Hendrik Roelofs (Bolderink) en Fenneke Arents pachtten de wind- en watermolen van Ter Hunnepe van 1641-1657. Ze woonden op hof te Bolderink in Epse. Deze boerderij bestaat nog en staat aan de Kletterstraat. Tot 1803 is er nog sprake van gezamenlijke verpachting van de water- en de windmolen, maar in 1811 blijkt de watermolen te zijn verdwenen. De bijbehorende molenkolk werd eind 1960 met huisvuil gedempt. De naam Hunnepermolen aan de Snippelingdijk hangt dus samen met het feit dat de molen oorspronkelijk bij het klooster Ter Hunnepe hoorde.
In 1883 werd de molen, hij was toen eigendom van Johannes Gerrit Jacob Lammers, verplaatst. Een bericht uit 1843: J.G.J. Lammers woont en werkt al sinds 1869 in het bijbehorend pand, waarin een broodbakkerij is gevestigd. (op zijn perceel werd dus die nieuwe molen gebouwd). Het pand was het Muldershuis van de Hunneper windmolen, waarin tot circa 1890 dus ook een bakkerij gevestigd was. Van circa 1740 tot circa 1900 was een Lammers molenaar. De houten windmolen stond schuin tegenover het huis aan de overzijde van de weg (nu huis vande familie Roesink). De molen was tot 1811 eigendom van het stift ter Hunnepe, daarna van Lammers, die in 1883 een stenen molen liet bouwen. De molenaar Johannes Gerrit Jacob Lammers (geboren in 1843) bouwde de eerste stenen molen. Het stenen gebouw werd 750 meter verderop gebouwd, aan de Rijksstraatweg, later zou dit het perceel van ‘Salland Parket’ worden.
Veldwachter
In 1889 brandde de ‘nieuwe’ Hunnepermolen door een blikseminslag af, maar in 1903 werd de molen weer opgebouwd. Later in 1903 kocht Anthonie Veldwachter de molen van de weduwe en erven Johannes Jacob Lammers (geb. 1843). Hij werd de molenaar en tevens bakker.

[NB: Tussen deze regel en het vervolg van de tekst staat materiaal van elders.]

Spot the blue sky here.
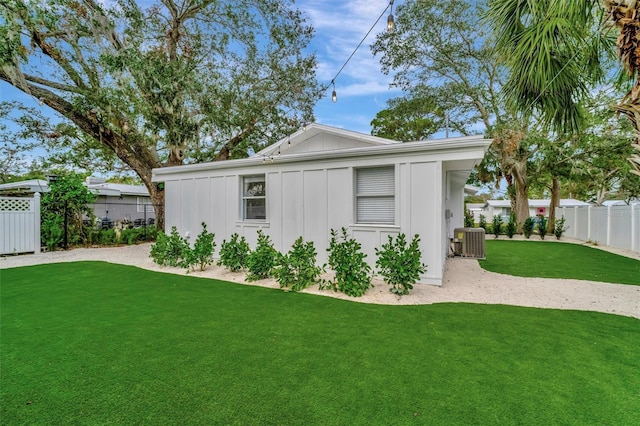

Zoon Dirk Veldwachter was tot 10 april 1945 molenaar. Dit omdat de molen toen in brand geschoten werd door de oprukkende geallieerde legers, die Deventer en omgeving bevrijdden van de bezetters. Alleen de romp bleef overeind, de ruimte werd daarna gebruikt als opslag voor kunstmest. Een elektrisch maalmechaniek werd nieuw geïnstalleerd in een stenen loods elders op het terrein.